Hello again,
Adam poked me on IRC today asking a few questions about the state of
Jenkins, and why we're not gnerating test binaries for download.
The reason is simple: the tests are failing.
I've discussed this topic before twice at length with little feedback:
https://lists.apache.org/thread.html/6e2bedbbf5c2b28af4237d0936dc21f056fdafa2ea0c0b457285b9dc@%3Cdev.couchdb.apache.org%3E
https://lists.apache.org/thread.html/16a310e3342d3f1ca73fb85f62829b76bbfa3759e418386b07e2827f@%3Cdev.couchdb.apache.org%3E
I have 4 specific proposals to get us back on track:
1. Get more targeted build workers for ppc64le and aarch64 platforms.
This is critical while we wait for #4 below. By having >1 hardware
platform to build on for each of these, we can hopefully pass those
architectures regularly, and start building real downloads and
Docker
images for each of these. I know the user community really wants this.
If we get at least 2 of each worker, I'll change Jenkinsfile to use
those tagged workers rather than the qemu emulation we currently
have (and is failing).
2. Receive and provision the new CouchDB Jenkins build machine. IBM is
being very generous in getting this set up, and Paul Davis mentioned
the machine should be ready in the very near future.
Provisioning will have to include Docker + the qemu support. See
https://issues.apache.org/jira/browse/INFRA-18322 for details on that
and https://issues.apache.org/jira/browse/INFRA-17404 for the general
provisioning approach (we download Jenkins .jar from the ASF machine,
set it up to be `runit`-run on boot, run as many as we can on the
machine (I think the HW was selected to run 8 of these at once),
install the prerequisites, and request the 8x worker+password infos
from ASF Infra.
We have a choice: do we set this up just as 8x Jenkins workers, or do
we also start running our own Jenkins master (potentially on
couchdb-vm2)?
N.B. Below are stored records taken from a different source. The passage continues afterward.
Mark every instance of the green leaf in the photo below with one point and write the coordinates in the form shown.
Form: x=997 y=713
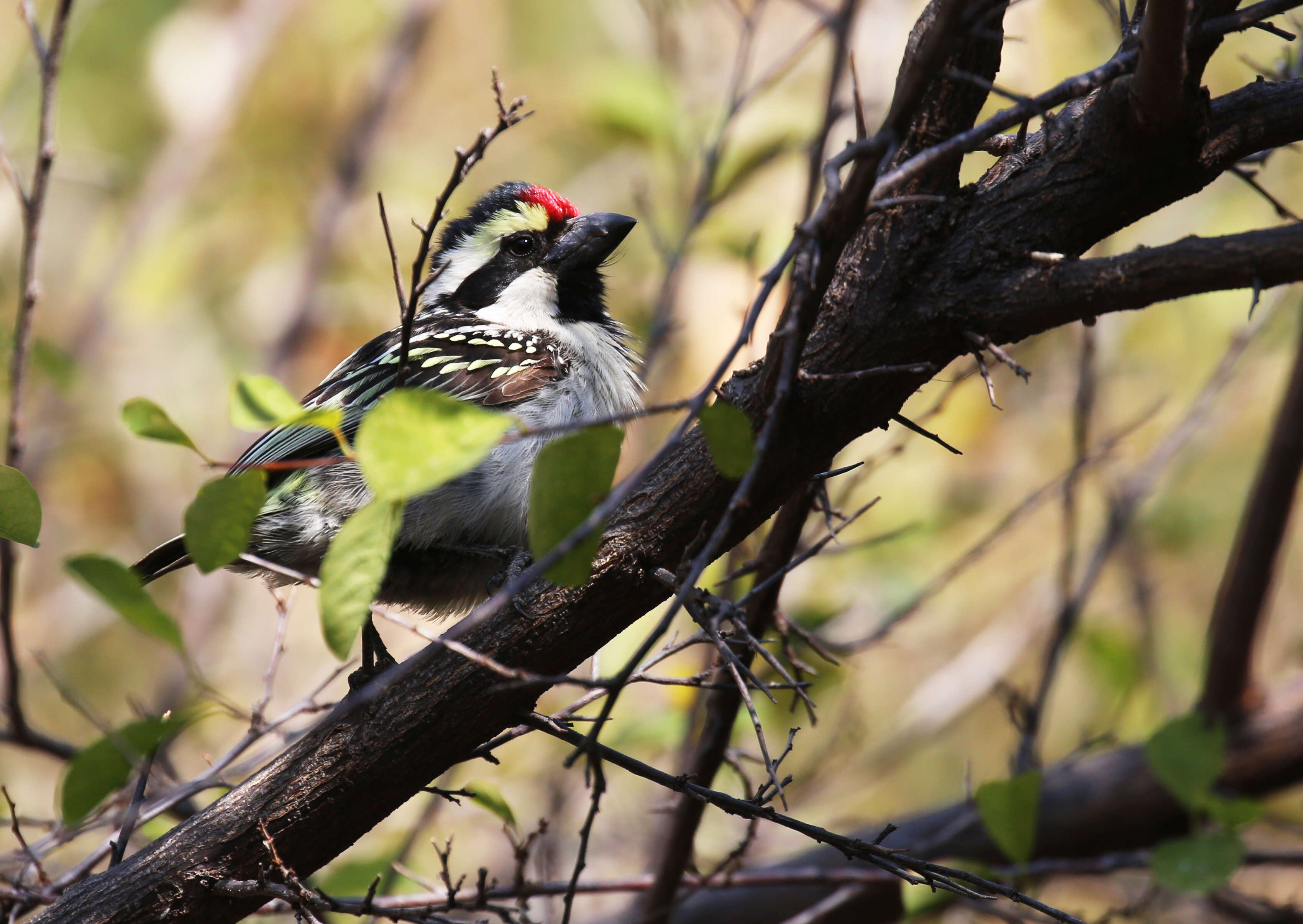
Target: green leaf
x=120 y=587
x=488 y=797
x=20 y=509
x=1113 y=656
x=1186 y=757
x=145 y=419
x=573 y=475
x=261 y=402
x=1199 y=863
x=919 y=900
x=727 y=432
x=354 y=571
x=1232 y=812
x=105 y=767
x=352 y=878
x=219 y=519
x=1009 y=810
x=415 y=440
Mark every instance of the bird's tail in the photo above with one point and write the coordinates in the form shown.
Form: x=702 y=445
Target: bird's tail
x=163 y=561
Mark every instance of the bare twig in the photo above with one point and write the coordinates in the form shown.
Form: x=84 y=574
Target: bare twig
x=597 y=781
x=979 y=549
x=33 y=206
x=910 y=870
x=1281 y=209
x=23 y=842
x=1162 y=69
x=509 y=115
x=1122 y=513
x=133 y=810
x=1251 y=565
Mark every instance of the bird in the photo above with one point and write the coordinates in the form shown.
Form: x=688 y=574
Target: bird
x=515 y=320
The motivation to do the latter would be to add
credentials that could be used for automatic uploading of binaries to
places like bintray and Docker. (I am currently engaged with Infra in
trying to solve this for many projects, including Apache OpenWhisk.
One of the major limiting factors is that the shared ASF Jenkins
master's credentials can be accessed by all users on the server. This
is obviously a security nightmare.)
At the moment, we are "OK" using the ASF Jenkins master instance. But
as soon as we start depending on this service widely (see below) it'll
be very disruptive to take it down, even for a day or two. So it may
be best to make this decision sooner rather than later.
I'll be in touch with Infra next week on the global "automated
binary builds" issue, and will ask for guidance at that time.
3. Switch our PR gate on GitHub from Travis CI to Jenkins CI. This way,
people won't be blocked on PRs waiting forever anymore, since we'll
have a lot of compute resources at our disposal. That said,
**PEOPLE HAVE TO START FIXING THE INTERMITTENT TEST CASE FAILURES**
or we'll be right back to "Hey, it didn't pass...I'll just click
Retry" again. 😒 🤢 This will have to be a team effort.
4. Get rid of all timeouts in all test cases. A few proposals for this
were made in the context of ExUnit. Can we get some more progress
here?
https://github.com/apache/couchdb/issues/2030
https://github.com/apache/couchdb/pull/2039
5. Once 4 is done, we can consider moving aarch64/ppc64le/other binary
builds to qemu support, meaning we can test all platforms just on
simple x86_64 machines. It's not a required move, but if we lose
access to the other platforms, or they go down, it's a backup
strategy.
What do people think?